La gratitud es
sol que nos recuerda que somos limitados, niños menesterosos a quienes
se-iluminando- entrega el mundo como puro regalo.
Pedir y aun
implorar es humano y corriente. Ser agradecido es todavía más humano, pero
también mucho más caro.
Sin pecar de exageración se puede afirmar que «no hay ninguna otra cualidad humana que manifieste mejor la salud
interior, espiritual y moral del que la posee, que su capacidad de agradecer»
(Bollnow).
Es de bien nacido ser agradecido.
Sorpresa siempre fresca
La gratitud sale al encuentro del don, y especialmente del don amoroso. En
efecto, el amor humano merece este nombre si es entrega gratuita y sin plazo, y
deja de serlo apenas se define en el afán de posesión o se mercantiliza en un
simple intercambio de servicios, de placeres, de cosas. El amor sin apelativos
es puro regalo, y su piedra de toque es la gratitud. Cuando entre amantes se
habla mucho de deberes y derechos, se olvida o maltrata lo decisivo: la dádiva
incondicionada y la gratitud que desvela. Y si la fidelidad pasa a ser la
preocupación fundamental, no se ha descubierto todavía la médula más arcana y
sabrosa del amor entre humanos, pues mientras la fidelidad frecuentemente se
define por las múltiples obligaciones contraídas cuya lesión desgarra el
vínculo amoroso, la gratitud es una actitud de fondo en extremo delicada, que
el simple descuido, la distracción y la omisión hacen desvanecer.

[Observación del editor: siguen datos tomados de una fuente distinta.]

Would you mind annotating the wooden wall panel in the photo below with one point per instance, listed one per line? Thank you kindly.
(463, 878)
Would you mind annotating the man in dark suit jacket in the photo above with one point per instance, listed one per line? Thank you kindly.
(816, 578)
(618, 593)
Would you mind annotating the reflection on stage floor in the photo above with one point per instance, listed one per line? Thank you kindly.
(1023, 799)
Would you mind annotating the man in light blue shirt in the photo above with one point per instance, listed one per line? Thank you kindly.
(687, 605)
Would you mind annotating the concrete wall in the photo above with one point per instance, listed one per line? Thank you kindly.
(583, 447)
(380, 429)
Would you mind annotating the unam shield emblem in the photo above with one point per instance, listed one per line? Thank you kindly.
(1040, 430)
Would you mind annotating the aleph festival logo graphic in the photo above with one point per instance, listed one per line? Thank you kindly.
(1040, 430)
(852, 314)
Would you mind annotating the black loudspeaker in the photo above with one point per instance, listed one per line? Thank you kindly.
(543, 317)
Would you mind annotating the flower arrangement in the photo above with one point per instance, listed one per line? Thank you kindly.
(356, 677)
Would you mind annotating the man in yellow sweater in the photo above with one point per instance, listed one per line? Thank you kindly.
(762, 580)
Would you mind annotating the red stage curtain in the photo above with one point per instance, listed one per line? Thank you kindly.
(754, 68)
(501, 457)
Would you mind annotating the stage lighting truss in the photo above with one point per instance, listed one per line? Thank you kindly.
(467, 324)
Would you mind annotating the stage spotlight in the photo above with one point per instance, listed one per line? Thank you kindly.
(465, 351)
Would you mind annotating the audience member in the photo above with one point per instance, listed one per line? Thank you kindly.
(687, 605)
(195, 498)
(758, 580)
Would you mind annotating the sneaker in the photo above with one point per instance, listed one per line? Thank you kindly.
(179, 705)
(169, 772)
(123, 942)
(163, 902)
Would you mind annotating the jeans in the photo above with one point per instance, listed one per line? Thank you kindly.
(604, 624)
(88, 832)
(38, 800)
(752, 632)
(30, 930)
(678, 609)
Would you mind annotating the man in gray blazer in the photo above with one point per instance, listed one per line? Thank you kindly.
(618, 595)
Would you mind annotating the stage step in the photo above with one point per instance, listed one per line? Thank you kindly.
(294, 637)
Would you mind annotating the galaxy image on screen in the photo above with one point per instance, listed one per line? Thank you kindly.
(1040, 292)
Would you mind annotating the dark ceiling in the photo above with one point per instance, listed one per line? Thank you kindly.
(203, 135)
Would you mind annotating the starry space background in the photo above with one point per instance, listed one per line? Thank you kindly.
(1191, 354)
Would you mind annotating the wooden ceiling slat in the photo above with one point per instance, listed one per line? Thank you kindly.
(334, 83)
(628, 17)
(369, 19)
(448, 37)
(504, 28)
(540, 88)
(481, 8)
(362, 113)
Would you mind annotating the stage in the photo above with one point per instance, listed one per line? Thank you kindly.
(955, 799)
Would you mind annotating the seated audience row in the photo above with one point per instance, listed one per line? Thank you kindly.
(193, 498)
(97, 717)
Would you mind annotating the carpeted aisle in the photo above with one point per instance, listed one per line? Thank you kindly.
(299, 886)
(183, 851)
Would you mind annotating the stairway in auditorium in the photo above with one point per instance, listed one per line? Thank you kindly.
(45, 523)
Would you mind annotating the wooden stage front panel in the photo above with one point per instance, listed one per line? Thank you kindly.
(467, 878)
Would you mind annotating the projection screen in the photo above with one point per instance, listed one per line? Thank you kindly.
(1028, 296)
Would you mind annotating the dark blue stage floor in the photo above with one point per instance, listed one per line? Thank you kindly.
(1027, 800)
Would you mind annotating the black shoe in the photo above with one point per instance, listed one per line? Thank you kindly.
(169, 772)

El agradecimiento brilla como signo de la libertad más limpia, como sorpresa
siempre fresca ante un don que nunca es obvio ni pudo ser barruntado. Quien no
ha experimentado la perfecta libertad del don de sí, no puede tampoco sentir ni
expresar la alegría cabal y expedita de la gratitud.
Existe el mercado libre en las relaciones humanas, pero el que vende una
mercancía tiene y reclama el derecho de ser pagado por ella. Hay una fidelidad
libre, pero tan sólo en el sentido de mantenerla o de quebrantarla no sin
mérito y sin culpa; ahora bien, el dar y el recibir se mueven en el ámbito de
una libertad más alta, que se actualiza por parte del que da en una modestia
elegante y recatada, y por parte del que recibe en un gracioso
agradecimiento.
La palabra «gracia» significa a un tiempo don y gratitud: se concede una gracia
a la que se corresponde dando gracias... Y además se llama «gracia» a aquella
preciosa cualidad por la que lo que es en sí difícil se hace con facilidad, sin
groserías ni descomposturas de esfuerzo: soltura de movimiento en un mundo que
bulle de mequetrefes, de falsos titanes y de dolientes esclavos de nuestras
complicadas máquinas.
Dice Goethe a través de su Fausto:
«Demos donaire al vivir,
pongamos gracia en el dar
y garbo en el recibir.
Donosamente se alcance el deseo,
sea en el marco de los días quietos
gracioso el agradecimiento».
Gratitud eterna
El don verdadero llega siempre inmerecido e inesperado. En él se funda la
novedad absoluta de cada acto de amor, que nunca puede repetirse ni
experimentarse como algo ya vivido y cuyo nacimiento siempre renovado da lugar
a la «eternidad», a la indisolubilidad y a la indesilusionabilidad del lazo
amoroso interpersonal, expresión y revelación de la estupenda libertad del ser
espiritual que es el hombre.
Y como el don genuino no puede ser nunca «pagado», ni «correspondido», la
gratitud que despierta es por su misma naturaleza «eterna». Este «para siempre»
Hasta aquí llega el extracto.